Should the new document vector be a term-count vector? That is the type of vector the LDA is trained with. My code compiles and runs but I'd like to know if this is the intended use of the topicDistributions function

import org.apache.spark.rdd._
import org.apache.spark.mllib.clustering.{LDA, DistributedLDAModel, LocalLDAModel}
import org.apache.spark.mllib.linalg.{Vector, Vectors}
import scala.collection.mutable

val input = Seq("this is a document","this could be another document","these are training, not tests", "here is the final file (document)")
val corpus: RDD[Array[String]] = sc.parallelize(input.map{ 
  doc => doc.split("\\s")
})

val termCounts: Array[(String, Long)] = corpus.flatMap(_.map(_ -> 1L)).reduceByKey(_ + _).collect().sortBy(-_._2)

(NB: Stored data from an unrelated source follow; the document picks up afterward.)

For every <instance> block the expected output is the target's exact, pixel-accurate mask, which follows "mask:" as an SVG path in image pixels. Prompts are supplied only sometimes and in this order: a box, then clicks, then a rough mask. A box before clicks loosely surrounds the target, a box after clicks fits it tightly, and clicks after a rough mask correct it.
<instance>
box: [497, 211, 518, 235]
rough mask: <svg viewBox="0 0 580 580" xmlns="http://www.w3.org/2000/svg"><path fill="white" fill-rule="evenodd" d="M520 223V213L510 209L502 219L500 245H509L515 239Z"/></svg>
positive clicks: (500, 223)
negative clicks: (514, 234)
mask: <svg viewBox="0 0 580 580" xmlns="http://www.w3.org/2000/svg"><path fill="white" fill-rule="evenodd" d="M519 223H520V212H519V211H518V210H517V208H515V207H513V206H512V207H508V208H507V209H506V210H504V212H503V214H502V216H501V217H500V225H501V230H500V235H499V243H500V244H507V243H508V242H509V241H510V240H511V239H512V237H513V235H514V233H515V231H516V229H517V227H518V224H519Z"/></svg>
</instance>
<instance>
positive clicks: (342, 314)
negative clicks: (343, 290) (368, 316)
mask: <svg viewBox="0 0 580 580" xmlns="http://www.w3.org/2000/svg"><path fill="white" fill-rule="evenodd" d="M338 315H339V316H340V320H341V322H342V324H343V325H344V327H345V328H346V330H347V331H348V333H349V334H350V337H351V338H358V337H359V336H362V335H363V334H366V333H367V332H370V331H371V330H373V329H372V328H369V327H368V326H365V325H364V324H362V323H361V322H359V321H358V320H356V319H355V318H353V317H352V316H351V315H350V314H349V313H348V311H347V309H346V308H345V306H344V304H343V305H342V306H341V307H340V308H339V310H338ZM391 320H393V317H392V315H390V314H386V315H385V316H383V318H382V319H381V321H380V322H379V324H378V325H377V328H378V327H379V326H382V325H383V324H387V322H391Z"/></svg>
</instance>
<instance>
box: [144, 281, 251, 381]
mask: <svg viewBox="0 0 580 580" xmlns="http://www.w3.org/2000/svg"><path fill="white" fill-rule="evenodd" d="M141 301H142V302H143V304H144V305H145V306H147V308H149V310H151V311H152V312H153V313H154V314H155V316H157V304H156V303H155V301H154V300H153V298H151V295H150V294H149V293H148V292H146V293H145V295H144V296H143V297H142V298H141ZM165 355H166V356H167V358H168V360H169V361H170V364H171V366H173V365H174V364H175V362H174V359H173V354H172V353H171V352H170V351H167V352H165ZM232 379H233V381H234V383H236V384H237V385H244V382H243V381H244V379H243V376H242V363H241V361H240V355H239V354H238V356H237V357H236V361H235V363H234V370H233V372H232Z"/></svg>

val vocabArray: Array[String] = termCounts.takeRight(termCounts.size).map(_._1)
val vocab: Map[String, Int] = vocabArray.zipWithIndex.toMap

// Convert documents into term count vectors
val documents: RDD[(Long, Vector)] =
    corpus.zipWithIndex.map { case (tokens, id) =>
        val counts = new mutable.HashMap[Int, Double]()
        tokens.foreach { term =>
            if (vocab.contains(term)) {
                val idx = vocab(term)
                counts(idx) = counts.getOrElse(idx, 0.0) + 1.0
            }
        }
        (id, Vectors.sparse(vocab.size, counts.toSeq))
    }
// Set LDA parameters
val numTopics = 10
val ldaModel: DistributedLDAModel = new LDA().setK(numTopics).setMaxIterations(20).run(documents).asInstanceOf[DistributedLDAModel]

//create test input, convert to term count, and get its topic distribution
val test_input = Seq("this is my test document")
val test_document:RDD[(Long,Vector)] = sc.parallelize(test_input.map(doc=>doc.split("\\s"))).zipWithIndex.map{ case (tokens, id) =>
    val counts = new mutable.HashMap[Int, Double]()
    tokens.foreach { term =>
    if (vocab.contains(term)) {
        val idx = vocab(term)
        counts(idx) = counts.getOrElse(idx, 0.0) + 1.0
        }
    }
    (id, Vectors.sparse(vocab.size, counts.toSeq))
}
println("test_document: "+test_document.first._2.toArray.mkString(", "))

val localLDAModel: LocalLDAModel = ldaModel.toLocal
val topicDistributions = localLDAModel.topicDistributions(documents)
println("first topic distribution:"+topicDistributions.first._2.toArray.mkString(", "))
1

1 Answers

2
votes

According to the Spark src, I notice the following comment regarding the documents parameter:

   * @param documents:  
   * RDD of documents, which are term (word) count vectors paired with IDs.
   * The term count vectors are "bags of words" with a fixed-size vocabulary
   * (where the vocabulary size is the length of the vector).
   * This must use the same vocabulary (ordering of term counts) as in training.
   * Document IDs must be unique and >= 0.

So the answer is yes, the new document vector should be a term count vector. Further, the vector ordering should be the same as was used in training.